In the event that an executive officer is terminated for just cause, we are required to pay the executive officer his base salary through the termination date plus a partial year bonus, incentive, deferred, retirement or other compensation and to provide any other benefits, which have been earned or become payable as of the termination date.

In the event that an executive officer voluntarily terminates his employment for other than good reason, he is entitled to receive (i) his base salary and bonus, provided, however, that with respect to the bonus, for certain executive officers, there will be no proration of the bonus if such executive leaves prior to the last day of the year and, with respect to one executive officer, there will be no proration of the bonus in the event such executive officer leaves prior to March 31 in the year of his termination, (ii) any incentive, deferred or other compensation which has been earned or has become payable, but which has not yet been paid under the schedule originally contemplated in the agreement under which they were granted, (iii) any unpaid expense reimbursement and (iv) any other payments for benefits earned under the employment agreement or our plans.

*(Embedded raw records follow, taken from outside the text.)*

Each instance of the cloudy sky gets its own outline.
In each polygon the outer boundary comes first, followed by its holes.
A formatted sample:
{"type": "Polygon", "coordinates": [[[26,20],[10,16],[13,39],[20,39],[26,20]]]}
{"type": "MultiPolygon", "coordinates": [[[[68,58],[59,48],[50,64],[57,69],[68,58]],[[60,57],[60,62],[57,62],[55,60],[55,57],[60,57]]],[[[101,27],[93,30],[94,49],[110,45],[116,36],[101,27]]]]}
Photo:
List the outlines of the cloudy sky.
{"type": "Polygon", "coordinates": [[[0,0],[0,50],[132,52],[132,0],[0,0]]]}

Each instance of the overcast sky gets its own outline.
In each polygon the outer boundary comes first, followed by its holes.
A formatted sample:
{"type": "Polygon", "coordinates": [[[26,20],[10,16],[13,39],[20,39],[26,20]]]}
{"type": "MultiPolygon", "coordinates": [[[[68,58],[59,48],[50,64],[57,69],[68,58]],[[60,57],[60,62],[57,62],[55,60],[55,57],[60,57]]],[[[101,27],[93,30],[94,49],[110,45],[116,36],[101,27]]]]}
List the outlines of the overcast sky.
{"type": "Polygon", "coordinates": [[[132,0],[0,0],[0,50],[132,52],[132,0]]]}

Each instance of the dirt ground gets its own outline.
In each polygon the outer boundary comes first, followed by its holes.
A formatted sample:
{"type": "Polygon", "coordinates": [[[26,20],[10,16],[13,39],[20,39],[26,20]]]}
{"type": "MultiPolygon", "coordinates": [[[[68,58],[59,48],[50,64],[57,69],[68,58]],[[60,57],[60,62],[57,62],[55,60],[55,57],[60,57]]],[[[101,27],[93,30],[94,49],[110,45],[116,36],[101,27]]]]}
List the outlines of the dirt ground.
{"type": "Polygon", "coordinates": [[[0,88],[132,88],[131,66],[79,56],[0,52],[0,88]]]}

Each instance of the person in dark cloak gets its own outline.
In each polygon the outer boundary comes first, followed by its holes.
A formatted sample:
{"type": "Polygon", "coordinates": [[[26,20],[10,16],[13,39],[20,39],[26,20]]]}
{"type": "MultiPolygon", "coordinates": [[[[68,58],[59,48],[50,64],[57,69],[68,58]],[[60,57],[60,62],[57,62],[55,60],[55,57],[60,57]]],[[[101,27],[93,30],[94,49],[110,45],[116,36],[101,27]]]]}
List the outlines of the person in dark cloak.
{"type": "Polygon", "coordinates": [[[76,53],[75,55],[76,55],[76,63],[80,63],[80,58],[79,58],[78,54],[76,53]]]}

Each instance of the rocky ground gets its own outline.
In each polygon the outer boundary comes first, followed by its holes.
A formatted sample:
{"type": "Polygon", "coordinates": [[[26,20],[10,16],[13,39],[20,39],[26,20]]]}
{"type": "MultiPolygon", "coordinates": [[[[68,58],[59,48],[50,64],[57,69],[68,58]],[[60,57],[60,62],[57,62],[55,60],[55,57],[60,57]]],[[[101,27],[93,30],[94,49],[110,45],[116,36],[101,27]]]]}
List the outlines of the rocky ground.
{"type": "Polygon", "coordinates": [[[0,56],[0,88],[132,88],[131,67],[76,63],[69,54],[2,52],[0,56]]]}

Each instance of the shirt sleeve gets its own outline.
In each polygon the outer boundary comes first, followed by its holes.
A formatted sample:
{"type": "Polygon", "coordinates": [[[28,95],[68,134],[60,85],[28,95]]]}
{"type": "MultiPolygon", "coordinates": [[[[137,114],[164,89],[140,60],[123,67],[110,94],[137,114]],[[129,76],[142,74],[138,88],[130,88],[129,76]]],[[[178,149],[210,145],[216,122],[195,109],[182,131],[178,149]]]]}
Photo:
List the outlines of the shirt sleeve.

In the event of death or disability, the executive is entitled to receive certain benefits. For this purpose, the definition of "disability" corresponds to the definition under IRC Section 409A and the supporting Treasury regulations. The benefits will (i) in the case of death be paid in a lump sum and be equal to the base salary that would otherwise have been paid for a six-month period following the termination date and (ii) in the case of disability be up to thirteen weeks of ongoing base salary plus a lump sum equal to six months of base salary.

See Note 16 for a discussion related to the separation agreement entered into with our former chief executive officer in 2011.